Движения артистов на сцене тоже должны быть особенными, соответствующими музыкальному стилю, ритмике музыки барокко. Это не совсем та ритмика, которую мы знаем и понимаем, ведь самым ритмичным звуком в те времена был стук копыт. От современного музыканта, который привык к современным ритмам, освоение этой музыки требует усилий.

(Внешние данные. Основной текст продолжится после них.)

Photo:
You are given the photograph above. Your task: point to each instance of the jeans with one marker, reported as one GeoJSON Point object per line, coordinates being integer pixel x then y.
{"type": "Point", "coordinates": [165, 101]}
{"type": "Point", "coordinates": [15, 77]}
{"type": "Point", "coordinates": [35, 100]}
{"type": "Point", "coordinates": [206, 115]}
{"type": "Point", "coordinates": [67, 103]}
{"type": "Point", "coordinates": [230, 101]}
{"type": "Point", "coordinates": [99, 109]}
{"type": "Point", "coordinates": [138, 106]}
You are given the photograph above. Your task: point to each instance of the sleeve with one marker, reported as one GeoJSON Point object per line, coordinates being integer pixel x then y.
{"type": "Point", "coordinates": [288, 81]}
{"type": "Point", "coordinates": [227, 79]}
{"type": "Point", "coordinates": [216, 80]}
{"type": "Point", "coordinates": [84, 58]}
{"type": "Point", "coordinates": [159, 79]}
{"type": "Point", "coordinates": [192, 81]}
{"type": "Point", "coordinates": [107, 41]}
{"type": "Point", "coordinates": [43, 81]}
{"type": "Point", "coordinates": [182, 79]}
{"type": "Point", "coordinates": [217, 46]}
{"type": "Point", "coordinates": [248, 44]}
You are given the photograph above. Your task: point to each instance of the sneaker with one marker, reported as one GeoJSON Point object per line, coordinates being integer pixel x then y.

Многие ансамбли старинной музыки играют барокко, как современную музыку — просто по нотам, ритмично… Но это не наш вариант. «Фаэтон» оставляет современность в прологе, а следующие за ним пять актов — это в чистом виде барочный театр. Полная реконструкция! Конечно, лучше бы в барочном здании, при свечах… Но мы сделаем всё, что сможем, чтобы рассказать эту историю о человеке, стремящемся к власти и жертвующем всем, в том числе любовью, так, как она была написана в XVII веке.